Şeytanın ele geçirmek, yuva yapmak, kendi arzusuna göre dönüştürmek ve kullanmak istediği...

Fücur ile takva arasında gidip gelme potansiyeline sahip.

Kötülüğün kumanda üssü olmaya da, kendi kendisiyle hesaplaşmaya, itmi’nanın, rıza makamının doruklarına tırmanmaya da istidadla donatılan...

İnsanı, hayvandan daha aşağılara da sürükleyebilen, ama güzelliklerle donanmasına imkan da sağlayan...

Rahmani bir terbiye de yüklenebilen, şeytani vasıfları da kuşanabilen...

Evet, içimizdeki.

Tutkularımızın, sevgilerimizin, isteklerimizin, redlerimizin odaklaştığı ve her birinde Rahmanilikle Şeytanilik arasında salınma potansiyelinin yüklendiği dünya.

Mutlak kötü değil.

Lanetlenmesi gereken değil.

Aksine insanın Rahmaniyet yolunda, belki Miraclara doğru tırmanma şeridi, ya da bineği, burağı olabilen şey.

Görmediğimiz, elimizle tutamadığımız ama, bir kere devreye girdiğinde varlığını bazen bir karşı konulmaz talep halinde, bazen korku, ürperme halinde hissettiğimiz, bazen sevdaya dönüşen bazen nefretin odağı haline gelen şey.

İnsan Şeytan’la dost olmayacak. Şeytan’ın “evliyası – dostları” arasına girmeyecek.

Çünkü Şeytan insanın düşmanı olarak yaratılmış ve ona, insanın içine odaklanma, yuvalanma, damarlarında dolaşma imkanı tanınmış.

Şeytan tamamen insanın içine oynuyor.

Kimi zaman açlıkla korkutuyor, herkese rızık verenin Allah Teala olduğunu unutturuyor, anneyi - babayı, ana rahmindeki çocuğu öldürtecek hale getiriyor, kimi zaman kötülükleri (Rabbin sınırlarını aşma, Rabbin yolundan sapma anlamına) günahları süslüyor, onları içimize sinecek, taleplerimizi ona yöneltecek, yoğunlaştıracak hale getiriyor...

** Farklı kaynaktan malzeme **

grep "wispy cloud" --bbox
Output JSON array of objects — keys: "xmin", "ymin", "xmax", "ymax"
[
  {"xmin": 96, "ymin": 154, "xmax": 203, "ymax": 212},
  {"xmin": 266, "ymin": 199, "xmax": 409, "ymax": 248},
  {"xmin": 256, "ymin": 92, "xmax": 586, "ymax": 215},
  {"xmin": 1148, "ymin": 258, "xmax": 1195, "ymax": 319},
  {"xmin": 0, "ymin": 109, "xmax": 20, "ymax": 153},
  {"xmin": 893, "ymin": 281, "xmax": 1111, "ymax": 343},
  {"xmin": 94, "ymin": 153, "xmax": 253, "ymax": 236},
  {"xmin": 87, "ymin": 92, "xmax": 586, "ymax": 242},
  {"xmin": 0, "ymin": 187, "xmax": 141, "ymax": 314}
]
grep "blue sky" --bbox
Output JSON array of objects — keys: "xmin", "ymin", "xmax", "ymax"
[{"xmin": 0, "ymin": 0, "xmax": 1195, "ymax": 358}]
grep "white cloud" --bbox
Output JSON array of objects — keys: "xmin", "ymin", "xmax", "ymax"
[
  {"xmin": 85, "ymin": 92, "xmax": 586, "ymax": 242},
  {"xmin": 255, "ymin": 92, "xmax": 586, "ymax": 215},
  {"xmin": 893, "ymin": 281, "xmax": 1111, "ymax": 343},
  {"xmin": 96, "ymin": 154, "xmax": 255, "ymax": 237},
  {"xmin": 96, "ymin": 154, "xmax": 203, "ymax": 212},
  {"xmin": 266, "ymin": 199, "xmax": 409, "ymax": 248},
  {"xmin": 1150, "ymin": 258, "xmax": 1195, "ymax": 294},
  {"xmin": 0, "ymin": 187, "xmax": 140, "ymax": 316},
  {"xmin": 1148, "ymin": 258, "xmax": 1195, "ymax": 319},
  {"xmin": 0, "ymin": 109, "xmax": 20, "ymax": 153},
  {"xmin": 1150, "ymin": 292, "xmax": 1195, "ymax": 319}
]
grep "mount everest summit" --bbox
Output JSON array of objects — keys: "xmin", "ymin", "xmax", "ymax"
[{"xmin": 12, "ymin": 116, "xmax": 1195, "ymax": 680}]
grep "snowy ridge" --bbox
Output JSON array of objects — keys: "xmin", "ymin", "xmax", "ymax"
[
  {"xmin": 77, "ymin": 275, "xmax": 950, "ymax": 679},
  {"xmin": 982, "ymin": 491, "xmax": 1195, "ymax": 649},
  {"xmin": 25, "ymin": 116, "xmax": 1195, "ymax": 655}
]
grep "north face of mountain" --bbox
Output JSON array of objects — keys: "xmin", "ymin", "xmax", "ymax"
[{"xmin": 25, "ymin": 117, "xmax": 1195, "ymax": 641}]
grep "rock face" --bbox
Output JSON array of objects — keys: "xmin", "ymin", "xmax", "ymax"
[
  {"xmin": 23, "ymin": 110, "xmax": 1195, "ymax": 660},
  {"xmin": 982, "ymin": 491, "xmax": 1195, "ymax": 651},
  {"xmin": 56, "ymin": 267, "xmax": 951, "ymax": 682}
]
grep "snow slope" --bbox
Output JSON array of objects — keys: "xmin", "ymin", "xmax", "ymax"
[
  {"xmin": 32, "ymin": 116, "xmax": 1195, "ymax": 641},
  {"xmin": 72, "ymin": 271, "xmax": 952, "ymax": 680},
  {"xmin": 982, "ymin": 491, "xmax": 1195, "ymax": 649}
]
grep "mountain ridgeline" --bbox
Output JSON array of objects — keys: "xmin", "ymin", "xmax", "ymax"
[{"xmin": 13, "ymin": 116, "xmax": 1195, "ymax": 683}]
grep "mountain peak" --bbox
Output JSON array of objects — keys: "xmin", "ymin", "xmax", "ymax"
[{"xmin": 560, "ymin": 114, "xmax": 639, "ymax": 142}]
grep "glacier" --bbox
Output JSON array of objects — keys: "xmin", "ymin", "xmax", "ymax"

Beysin paşasın diyor, patronsun diyor, babasın diyor, kadınsın diyor, gençsin diyor, halksın diyor, güzelsin diyor, çirkinsin diyor, zenginsin diyor, fakirsin diyor, yazarsın diyor, hocasın, müftüsün diyor, profesörsün diyor... insanın her türlü özelliğinden, bir, yoldan çıkarma, saptırma yönelişi üretmeye çalışıyor.

NEFSİN FARKINA VARMALI

Şeytanın nefsimizle oynadığının, çentik attığının, üzerine çullandığının farkına varmalı.

Buna karşı teyakkuz halinde bulunmalı.

İçimize kirli hava doldurmayız, ciğerlerimizi koruruz.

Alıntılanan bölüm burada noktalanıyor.